Greyhound tracks under fire, again
The state’s two dog tracks, Raynham Park and Revere’s Wonderland Greyhound Park, found themselves under attack again, with a group of greyhound advocates resuming the fight to get a bill passed that would ban greyhound racing in the state. The advocates submitted a request to the state Attorney General’s office to put a racing ban up for a statewide vote through a ballot question next year. A previous attempt to pass a dog-racing ban by statewide referendum failed by a slim margin in 2000.

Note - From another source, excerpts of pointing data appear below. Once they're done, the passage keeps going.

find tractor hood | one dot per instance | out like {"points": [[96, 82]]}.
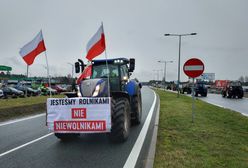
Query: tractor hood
{"points": [[94, 88]]}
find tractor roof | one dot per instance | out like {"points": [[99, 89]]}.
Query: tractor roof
{"points": [[111, 61]]}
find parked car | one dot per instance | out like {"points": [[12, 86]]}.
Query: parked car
{"points": [[58, 88], [30, 91], [1, 93], [186, 88], [233, 89], [10, 91]]}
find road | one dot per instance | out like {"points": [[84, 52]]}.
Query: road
{"points": [[239, 105], [89, 150]]}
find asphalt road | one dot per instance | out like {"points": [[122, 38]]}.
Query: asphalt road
{"points": [[89, 150], [239, 105]]}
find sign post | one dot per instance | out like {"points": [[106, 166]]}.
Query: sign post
{"points": [[193, 68]]}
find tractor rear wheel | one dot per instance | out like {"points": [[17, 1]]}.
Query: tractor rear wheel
{"points": [[120, 120]]}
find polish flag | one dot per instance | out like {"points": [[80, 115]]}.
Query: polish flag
{"points": [[33, 48], [96, 45], [86, 73]]}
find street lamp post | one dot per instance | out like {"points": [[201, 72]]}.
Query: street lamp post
{"points": [[180, 36], [165, 62]]}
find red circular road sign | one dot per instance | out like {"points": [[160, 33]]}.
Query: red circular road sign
{"points": [[193, 67]]}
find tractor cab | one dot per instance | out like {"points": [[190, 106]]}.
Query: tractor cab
{"points": [[94, 79]]}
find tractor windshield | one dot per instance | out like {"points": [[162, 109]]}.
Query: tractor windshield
{"points": [[101, 71]]}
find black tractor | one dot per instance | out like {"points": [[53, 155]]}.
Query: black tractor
{"points": [[233, 89], [111, 78], [201, 89]]}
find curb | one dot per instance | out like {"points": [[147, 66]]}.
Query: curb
{"points": [[152, 148]]}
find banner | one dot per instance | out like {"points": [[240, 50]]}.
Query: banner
{"points": [[79, 115]]}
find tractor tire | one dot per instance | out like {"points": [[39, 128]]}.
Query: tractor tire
{"points": [[120, 120], [66, 136], [137, 109]]}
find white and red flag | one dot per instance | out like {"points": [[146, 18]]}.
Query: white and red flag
{"points": [[96, 45], [33, 48], [86, 73]]}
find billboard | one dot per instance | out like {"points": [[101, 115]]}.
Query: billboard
{"points": [[207, 76]]}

Boston Beer Co. to buy Pennsylvania brewery
The Boston Beer Co. is making a big investment far from its namesake city, with a $55 million deal to buy an underused brewery just outside of Allentown, Pa. The deal, if it comes to fruition, would mean the South Boston-based manufacturer of Samuel Adams beers would abandon its plans for a local brewery off Route 24 in Freetown. Company officials said construction costs had escalated past $200 million, making the brewery purchase in Pennsylvania more financially feasible than new construction.
Emergency workers union wins 1, loses 1
An upstart California-based emergency workers union has had a busy week. On Sunday, the National Emergency Medical Services Association scored a victory, lining up a contract with American Medical Response that included modest pay raises for nearly 1,000 ambulance workers in New England on the eve of a proposed strike. But NEMSA was dealt a setback on Tuesday following an organizing drive at Quincy-based Fallon Ambulance Service, as workers overwhelmingly voted to go without union representation in the future.